Combien de fois a-t-elle été tourmentée par ce sentiment, mais le revivre était une humiliation insupportable.
« Je suis encore un boulet !? »
Inacceptable. Elle ne doit pas l'accepter.
Plus le dos de Ren s'éloignait, plus elle le sentait. Si elle s'éloignait maintenant, elle ne pourrait plus jamais se tenir à ses côtés...
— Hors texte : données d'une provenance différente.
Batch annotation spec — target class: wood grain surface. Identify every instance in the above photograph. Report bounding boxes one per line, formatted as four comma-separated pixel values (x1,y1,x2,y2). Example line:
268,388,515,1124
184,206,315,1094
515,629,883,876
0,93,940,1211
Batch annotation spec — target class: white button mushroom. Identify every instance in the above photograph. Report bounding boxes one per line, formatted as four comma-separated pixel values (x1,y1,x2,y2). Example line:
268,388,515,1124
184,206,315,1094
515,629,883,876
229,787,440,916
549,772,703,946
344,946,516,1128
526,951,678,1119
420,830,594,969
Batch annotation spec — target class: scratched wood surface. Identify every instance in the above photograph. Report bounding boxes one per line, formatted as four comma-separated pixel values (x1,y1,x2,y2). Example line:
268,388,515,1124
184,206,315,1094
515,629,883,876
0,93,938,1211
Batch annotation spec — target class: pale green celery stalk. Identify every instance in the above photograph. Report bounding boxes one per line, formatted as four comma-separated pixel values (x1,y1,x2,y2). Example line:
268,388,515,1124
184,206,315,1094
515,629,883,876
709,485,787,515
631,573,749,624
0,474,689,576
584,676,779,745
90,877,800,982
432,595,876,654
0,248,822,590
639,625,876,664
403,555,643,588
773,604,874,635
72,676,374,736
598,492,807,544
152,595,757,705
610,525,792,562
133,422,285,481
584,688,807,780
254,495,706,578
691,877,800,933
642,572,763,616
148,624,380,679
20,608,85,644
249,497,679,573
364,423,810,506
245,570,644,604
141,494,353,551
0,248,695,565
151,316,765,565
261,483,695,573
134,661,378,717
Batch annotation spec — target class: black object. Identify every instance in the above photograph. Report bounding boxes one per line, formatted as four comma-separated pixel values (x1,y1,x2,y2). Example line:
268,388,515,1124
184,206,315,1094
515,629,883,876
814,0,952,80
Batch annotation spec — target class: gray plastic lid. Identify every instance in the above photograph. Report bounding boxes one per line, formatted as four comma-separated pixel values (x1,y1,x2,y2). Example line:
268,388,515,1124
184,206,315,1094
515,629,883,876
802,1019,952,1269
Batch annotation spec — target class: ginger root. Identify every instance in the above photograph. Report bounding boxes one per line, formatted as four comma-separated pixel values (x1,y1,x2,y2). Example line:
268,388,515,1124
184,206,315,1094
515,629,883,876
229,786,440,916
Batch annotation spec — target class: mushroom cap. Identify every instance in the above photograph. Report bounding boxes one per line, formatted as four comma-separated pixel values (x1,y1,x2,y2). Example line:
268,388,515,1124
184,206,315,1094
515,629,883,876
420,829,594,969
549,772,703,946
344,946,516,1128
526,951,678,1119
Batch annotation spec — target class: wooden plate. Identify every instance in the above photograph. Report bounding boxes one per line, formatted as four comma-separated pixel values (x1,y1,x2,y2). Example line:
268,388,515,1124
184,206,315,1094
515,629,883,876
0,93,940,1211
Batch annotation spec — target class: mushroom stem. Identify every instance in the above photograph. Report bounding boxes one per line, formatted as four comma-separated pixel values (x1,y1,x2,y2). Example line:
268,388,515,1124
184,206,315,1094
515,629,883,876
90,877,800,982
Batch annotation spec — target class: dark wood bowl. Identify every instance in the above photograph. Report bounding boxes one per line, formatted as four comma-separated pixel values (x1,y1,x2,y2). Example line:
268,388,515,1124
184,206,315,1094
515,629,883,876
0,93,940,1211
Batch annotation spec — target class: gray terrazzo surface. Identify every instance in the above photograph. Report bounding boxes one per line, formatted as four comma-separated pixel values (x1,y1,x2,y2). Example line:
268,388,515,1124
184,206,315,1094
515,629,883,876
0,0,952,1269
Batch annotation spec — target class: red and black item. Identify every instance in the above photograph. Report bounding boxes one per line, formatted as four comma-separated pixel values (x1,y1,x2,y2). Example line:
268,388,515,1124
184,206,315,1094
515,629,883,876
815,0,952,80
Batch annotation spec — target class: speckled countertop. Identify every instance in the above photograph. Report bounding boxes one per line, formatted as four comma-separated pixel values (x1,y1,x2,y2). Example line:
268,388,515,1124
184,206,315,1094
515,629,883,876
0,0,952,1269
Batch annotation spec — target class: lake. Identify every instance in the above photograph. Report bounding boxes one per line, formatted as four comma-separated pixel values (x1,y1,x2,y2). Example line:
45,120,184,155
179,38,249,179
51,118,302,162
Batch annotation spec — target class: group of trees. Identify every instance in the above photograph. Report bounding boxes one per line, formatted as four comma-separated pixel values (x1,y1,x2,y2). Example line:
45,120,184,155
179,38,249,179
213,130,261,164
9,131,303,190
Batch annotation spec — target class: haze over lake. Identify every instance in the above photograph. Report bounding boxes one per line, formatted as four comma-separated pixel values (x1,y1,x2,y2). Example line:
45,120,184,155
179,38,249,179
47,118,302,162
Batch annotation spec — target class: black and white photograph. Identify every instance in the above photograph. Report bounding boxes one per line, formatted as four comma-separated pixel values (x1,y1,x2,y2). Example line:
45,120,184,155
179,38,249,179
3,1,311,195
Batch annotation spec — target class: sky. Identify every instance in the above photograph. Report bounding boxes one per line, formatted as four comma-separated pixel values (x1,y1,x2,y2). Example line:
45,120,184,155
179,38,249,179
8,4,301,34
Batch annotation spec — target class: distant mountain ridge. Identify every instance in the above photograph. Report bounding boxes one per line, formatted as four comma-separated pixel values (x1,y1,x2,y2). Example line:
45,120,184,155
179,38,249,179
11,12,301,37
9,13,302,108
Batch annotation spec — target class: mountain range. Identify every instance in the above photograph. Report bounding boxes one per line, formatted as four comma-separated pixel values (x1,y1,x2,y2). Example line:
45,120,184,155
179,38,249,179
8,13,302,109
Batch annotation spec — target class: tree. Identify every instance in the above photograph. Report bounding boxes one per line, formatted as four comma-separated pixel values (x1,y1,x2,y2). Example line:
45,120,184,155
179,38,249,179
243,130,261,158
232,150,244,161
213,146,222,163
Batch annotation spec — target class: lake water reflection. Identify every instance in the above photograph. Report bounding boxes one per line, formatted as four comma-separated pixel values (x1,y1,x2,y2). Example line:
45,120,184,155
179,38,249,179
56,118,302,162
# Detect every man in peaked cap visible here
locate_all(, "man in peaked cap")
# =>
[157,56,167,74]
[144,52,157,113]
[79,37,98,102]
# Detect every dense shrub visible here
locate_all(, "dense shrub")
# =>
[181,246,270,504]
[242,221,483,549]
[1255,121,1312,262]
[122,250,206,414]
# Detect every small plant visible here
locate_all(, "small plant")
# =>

Il faut que je rattrape... que j'aille à ses côtés.
Dès qu'elle pensa cela, Licia suivit l'émotion née au plus profond de son cœur.
« ...Non. »
Suffit-il de penser seulement à rattraper ?
« Absolument pas ! »
Même quand elle se battait dehors, elle avait eu un doute similaire.
Rattraper. Ce qu'elle cherchait vraiment n'était pas ça. Ce ne peut pas être ça.
Alors qu'elle pensait cela, pour une raison quelconque, une vieille scène traversa son esprit.
« —C'est vous, Ren Ashton ? »
« Ouais... Je suis Ren Ashton, mais... »
Ce n'est pas seulement le poursuivre. N'est-ce pas évident si on se souvient de leur première rencontre ?
Son regard commença à changer, du dos de lui vers son côté.
Elle avait l'impression d'avoir pressé jusqu'à la dernière goutte sa force available. Mais il y avait encore quelque chose qu'elle pouvait miser.
« Je suis Licia Clauzel... la "Sainte Blanche". »
Les mots que Licia lui avait dits autrefois.
La fierté qui y résidait.
Miser tout sur l'épée, questionner la valeur même de sa propre existence. L'enveloppe répondit, et ce qu'elle croyait avoir pressé jusqu'au bout lui apprit que c'était un mensonge.
Alors, plus clairement que lors de leur première rencontre, elle vit distinctement cet endroit maintenant.